What is the [OH−] in the final solution prepared by mixing 20.0 mL of 0.050 M HCl with 30.0 mL of 0.10 MBa(OH)2?

To find the [OH-] in the final solution, we need to use the concept of stoichiometry and the balanced chemical equation for the reaction between HCl and Ba(OH)2.

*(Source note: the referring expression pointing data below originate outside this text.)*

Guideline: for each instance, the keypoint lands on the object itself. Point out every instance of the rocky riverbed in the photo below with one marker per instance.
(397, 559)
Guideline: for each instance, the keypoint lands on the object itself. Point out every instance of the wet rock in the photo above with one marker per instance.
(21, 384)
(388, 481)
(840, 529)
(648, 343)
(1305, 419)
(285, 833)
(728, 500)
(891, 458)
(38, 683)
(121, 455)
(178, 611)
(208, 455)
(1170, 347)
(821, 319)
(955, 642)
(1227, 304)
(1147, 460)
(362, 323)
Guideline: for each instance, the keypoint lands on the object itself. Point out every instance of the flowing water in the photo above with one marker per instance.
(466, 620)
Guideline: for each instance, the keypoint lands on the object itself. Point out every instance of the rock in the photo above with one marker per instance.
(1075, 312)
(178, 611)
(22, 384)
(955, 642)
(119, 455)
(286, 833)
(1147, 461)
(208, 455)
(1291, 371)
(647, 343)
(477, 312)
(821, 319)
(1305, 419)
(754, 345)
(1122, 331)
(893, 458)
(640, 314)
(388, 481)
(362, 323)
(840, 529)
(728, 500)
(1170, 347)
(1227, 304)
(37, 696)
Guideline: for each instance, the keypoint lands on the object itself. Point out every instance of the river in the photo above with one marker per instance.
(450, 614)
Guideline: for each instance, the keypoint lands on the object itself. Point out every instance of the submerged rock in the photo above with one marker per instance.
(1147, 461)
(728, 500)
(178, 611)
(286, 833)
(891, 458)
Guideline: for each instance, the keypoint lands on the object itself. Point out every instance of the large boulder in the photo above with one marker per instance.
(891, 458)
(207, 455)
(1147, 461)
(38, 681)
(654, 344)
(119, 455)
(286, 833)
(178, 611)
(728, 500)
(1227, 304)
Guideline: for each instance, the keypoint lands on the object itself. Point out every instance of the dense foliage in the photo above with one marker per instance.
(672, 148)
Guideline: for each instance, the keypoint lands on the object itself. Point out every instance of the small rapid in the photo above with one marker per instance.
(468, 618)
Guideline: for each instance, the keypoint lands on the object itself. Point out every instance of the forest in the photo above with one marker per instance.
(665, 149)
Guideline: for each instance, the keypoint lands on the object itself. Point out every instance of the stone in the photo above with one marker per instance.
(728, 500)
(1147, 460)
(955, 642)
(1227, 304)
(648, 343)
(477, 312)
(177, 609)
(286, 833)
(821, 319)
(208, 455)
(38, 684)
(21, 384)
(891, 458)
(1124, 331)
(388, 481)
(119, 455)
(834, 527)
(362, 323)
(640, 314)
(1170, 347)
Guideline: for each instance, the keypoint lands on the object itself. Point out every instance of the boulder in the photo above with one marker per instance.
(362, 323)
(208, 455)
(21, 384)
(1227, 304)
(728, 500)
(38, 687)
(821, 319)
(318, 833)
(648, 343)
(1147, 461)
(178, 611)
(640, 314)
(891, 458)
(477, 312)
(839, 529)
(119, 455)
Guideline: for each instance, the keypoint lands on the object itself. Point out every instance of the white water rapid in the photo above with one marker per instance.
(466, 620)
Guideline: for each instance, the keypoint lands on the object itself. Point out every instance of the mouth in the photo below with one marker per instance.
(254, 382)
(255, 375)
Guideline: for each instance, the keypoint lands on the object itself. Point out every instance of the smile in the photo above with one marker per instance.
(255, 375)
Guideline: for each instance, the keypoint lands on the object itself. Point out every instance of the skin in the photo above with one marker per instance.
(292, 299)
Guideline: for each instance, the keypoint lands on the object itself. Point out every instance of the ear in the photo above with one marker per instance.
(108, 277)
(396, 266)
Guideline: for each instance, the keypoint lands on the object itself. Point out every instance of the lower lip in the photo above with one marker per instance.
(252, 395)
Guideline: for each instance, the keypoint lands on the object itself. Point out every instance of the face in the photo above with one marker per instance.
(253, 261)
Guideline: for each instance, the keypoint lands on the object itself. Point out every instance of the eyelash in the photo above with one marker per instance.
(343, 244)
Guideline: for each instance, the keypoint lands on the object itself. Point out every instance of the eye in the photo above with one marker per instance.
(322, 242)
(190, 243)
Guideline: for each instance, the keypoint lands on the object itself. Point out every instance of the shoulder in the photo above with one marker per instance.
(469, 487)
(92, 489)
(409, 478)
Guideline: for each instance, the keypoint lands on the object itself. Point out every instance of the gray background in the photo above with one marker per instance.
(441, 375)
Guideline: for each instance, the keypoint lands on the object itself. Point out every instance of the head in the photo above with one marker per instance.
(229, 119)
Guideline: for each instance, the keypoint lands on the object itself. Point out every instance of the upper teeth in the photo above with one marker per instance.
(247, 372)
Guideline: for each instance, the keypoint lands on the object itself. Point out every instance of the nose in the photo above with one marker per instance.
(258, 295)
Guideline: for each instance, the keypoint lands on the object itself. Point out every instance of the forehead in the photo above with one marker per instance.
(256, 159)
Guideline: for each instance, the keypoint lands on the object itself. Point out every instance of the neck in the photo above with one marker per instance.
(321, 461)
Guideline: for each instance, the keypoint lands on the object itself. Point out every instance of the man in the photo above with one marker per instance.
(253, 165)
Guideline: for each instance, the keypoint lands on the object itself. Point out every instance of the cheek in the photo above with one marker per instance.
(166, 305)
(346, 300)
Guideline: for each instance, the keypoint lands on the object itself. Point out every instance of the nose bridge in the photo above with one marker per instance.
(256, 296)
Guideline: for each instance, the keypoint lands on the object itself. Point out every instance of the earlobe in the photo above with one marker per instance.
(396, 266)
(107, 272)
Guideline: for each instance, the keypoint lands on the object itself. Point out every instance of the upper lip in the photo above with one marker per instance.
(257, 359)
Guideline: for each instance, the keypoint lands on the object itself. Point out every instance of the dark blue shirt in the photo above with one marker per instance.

The balanced chemical equation for the reaction is:

2HCl + Ba(OH)2 -> 2H2O + BaCl2

From the equation, we can see that 2 moles of HCl react with 1 mole of Ba(OH)2 to produce 2 moles of water and 1 mole of BaCl2.

First, let's calculate the number of moles of HCl and Ba(OH)2 used in the reaction.

Moles of HCl = volume (in L) x concentration (in mol/L) = 0.020 L x 0.050 mol/L = 0.001 mol

Moles of Ba(OH)2 = volume (in L) x concentration (in mol/L) = 0.030 L x 0.10 mol/L = 0.003 mol

Since the stoichiometric ratio between HCl and Ba(OH)2 is 2:1, we can see that 0.001 mol of HCl reacts with 0.001 mol of Ba(OH)2.

Therefore, the remaining moles of Ba(OH)2 in the solution after the reaction is 0.003 mol - 0.001 mol = 0.002 mol.

Now, let's calculate the volume of the final solution.

Volume of final solution = volume of HCl + volume of Ba(OH)2 = 20.0 mL + 30.0 mL = 50.0 mL = 0.050 L

To find the concentration of [OH-] in the final solution, we divide the moles of Ba(OH)2 by the volume of the final solution.

[OH-] = moles of Ba(OH)2 / volume of final solution = 0.002 mol / 0.050 L = 0.040 mol/L

Therefore, the [OH-] in the final solution prepared by mixing 20.0 mL of 0.050 M HCl with 30.0 mL of 0.10 M Ba(OH)2 is 0.040 mol/L.